After my blog on this topic two months ago, everyone seemed to tune in to the frightful and potentially disastrous developments in California state courts. (We previously discussed it on a webcast with our litigation partners who are handling some of these lawsuits.) As a reminder, these lawsuits ask the courts to issue an injunction against the upcoming annual meeting votes on say on pay and/or shareholder approval of the companies' stock plan, potentially forcing the company to postpone its annual shareholder meeting. Apparently 20 of these lawsuits have been filed and, according to this article from Thomson Reuters – "Insight: Lawyers gain from 'say-on-pay' suits targeting U.S. firms" – at least six of them have resulted in settlements in which the companies have agreed to give shareholders more information on executives' compensation or the companies' stock plan, and pay cash to the lawyers who brought the cases.
Recently, some law firms have sought to have these lawsuits moved from state courts to the federal courts, hoping for better results, based on the fact that the say on pay requirements is one of federal law (the Dodd-Frank Act). Last Wednesday (November 28), a federal district court in Northern California (Oakland) rejected a company's efforts to move one of these lawsuits out of state court. In Boxer v. Accuray Incorporated, et al., Case No: C 12-5722 SBA (N.D. CA 2012), the court ruled in favor of the plaintiffs and against the company, saying:
But even if Plaintiff's claim that the disclosures regarding executive compensation were controlled exclusively by the Say on Pay provision, Defendants overlook that there is another aspect to Plaintiff's breach of fiduciary duty claim ostensibly unaffected by the Act. As noted, Plaintiff also is alleging that the Individual Defendants breached their fiduciary duty with respect to the disclosures pertaining to Proposal Three, which seeks to increase in the number of authorized Accuray stock shares. . . . Defendants do not argue, let alone present any authority, demonstrating that the Dodd-Frank Act or any other federal law controls Plaintiff's challenge to the disclosures pertaining to Proposal Three. Since Plaintiff's breach of fiduciary duty claim may therefore be resolved without involving "a substantial, disputed federal question," [citation omitted], removal jurisdiction is lacking.

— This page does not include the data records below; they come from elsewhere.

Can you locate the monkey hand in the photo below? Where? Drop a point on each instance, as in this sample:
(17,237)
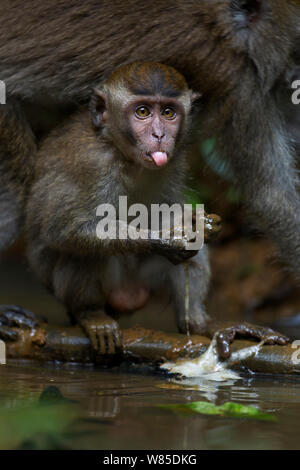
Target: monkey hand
(103,332)
(226,333)
(14,316)
(174,250)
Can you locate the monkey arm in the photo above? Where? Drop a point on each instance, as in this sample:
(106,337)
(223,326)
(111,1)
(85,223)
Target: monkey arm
(82,238)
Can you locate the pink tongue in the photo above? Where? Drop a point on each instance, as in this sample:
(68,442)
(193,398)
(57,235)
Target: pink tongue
(160,158)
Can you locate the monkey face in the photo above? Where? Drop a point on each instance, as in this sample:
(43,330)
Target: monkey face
(152,129)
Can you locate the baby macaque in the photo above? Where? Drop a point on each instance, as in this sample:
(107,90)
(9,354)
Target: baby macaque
(130,143)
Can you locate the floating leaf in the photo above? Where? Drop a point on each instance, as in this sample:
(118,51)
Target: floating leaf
(229,409)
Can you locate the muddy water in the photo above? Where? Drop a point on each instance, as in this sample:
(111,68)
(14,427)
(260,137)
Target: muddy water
(118,409)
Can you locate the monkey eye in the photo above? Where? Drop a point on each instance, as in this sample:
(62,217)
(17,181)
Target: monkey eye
(142,112)
(169,113)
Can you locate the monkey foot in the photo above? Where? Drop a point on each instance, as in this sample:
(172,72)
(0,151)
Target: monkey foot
(14,316)
(103,331)
(227,334)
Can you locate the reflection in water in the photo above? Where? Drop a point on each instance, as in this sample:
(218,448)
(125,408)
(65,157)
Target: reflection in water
(118,409)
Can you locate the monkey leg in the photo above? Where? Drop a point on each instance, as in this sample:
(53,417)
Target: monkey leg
(17,153)
(189,286)
(12,316)
(228,332)
(102,330)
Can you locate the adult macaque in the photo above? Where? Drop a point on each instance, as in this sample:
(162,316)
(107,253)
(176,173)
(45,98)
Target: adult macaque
(130,143)
(233,51)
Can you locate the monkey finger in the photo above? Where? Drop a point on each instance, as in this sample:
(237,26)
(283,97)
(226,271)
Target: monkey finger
(118,339)
(102,346)
(111,349)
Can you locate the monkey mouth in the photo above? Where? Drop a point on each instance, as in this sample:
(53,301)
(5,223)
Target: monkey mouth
(159,158)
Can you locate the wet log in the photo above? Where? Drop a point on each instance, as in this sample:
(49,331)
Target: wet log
(69,344)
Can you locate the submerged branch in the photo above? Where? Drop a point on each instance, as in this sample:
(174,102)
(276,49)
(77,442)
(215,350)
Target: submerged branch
(69,344)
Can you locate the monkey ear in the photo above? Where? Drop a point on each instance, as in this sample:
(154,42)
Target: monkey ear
(98,107)
(195,96)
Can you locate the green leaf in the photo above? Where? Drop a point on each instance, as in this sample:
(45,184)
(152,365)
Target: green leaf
(228,410)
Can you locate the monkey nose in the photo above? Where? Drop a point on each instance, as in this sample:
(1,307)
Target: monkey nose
(158,136)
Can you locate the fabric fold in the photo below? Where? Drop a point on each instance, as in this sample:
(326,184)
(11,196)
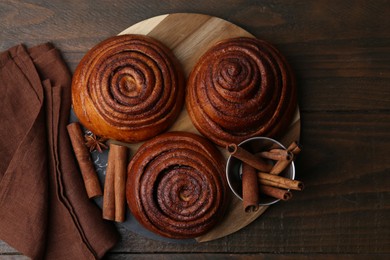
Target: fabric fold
(59,222)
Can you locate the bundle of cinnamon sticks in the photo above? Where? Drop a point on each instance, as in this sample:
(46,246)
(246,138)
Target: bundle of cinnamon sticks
(114,202)
(260,174)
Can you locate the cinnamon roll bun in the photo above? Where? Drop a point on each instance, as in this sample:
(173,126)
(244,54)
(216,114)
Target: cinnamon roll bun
(176,186)
(128,88)
(240,88)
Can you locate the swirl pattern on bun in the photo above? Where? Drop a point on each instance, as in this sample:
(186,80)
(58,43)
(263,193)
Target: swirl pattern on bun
(176,186)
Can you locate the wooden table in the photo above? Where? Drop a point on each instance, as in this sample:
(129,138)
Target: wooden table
(340,51)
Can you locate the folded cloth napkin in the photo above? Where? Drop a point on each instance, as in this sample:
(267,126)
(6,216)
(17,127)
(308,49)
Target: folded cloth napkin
(45,212)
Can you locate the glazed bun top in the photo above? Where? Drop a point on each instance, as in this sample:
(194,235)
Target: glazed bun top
(128,88)
(240,88)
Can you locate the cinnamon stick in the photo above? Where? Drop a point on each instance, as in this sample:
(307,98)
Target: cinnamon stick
(275,192)
(279,182)
(114,187)
(90,178)
(250,188)
(109,186)
(249,158)
(120,181)
(295,148)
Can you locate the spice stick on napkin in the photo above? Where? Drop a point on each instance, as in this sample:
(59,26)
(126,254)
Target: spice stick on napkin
(45,211)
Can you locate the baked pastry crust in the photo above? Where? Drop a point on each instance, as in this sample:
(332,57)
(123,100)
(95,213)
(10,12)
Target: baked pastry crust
(176,186)
(240,88)
(128,88)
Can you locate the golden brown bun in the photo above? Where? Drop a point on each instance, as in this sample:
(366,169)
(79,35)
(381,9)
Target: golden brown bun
(240,88)
(128,88)
(176,185)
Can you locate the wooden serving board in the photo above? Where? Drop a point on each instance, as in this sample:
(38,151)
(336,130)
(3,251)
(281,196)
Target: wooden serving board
(189,36)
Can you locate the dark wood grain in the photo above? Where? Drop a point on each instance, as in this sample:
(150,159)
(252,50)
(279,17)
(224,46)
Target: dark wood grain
(340,51)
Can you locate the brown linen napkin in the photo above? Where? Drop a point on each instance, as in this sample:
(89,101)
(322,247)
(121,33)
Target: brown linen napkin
(44,209)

The court seemed to be just a hair's breadth away from awarding attorneys' fees to the plaintiffs.
I have labeled this a split decision, however, because Accuray still held its annual meeting on Friday (November 30) and Accuray's stockholders still approved, by overwhelming margins, the Company's Say on Pay resolution, and the amendment of the Company's Certificate of Incorporation to double the number of authorized shares of common stock (available here).
As I warned back in October, public companies filing their proxy statements need to be aware of and – we think – prepare for lawsuits of this kind, at least for this proxy season and until (unless?) the courts put an end to this nonsense.
On December 1, 1966, Army Private First Class Lewis Albanese, born in Venice, Italy earned the Medal of Honor, awarded posthumously, for his actions during a fire fight where he freed his platoon from sniper fire during the Vietnam War.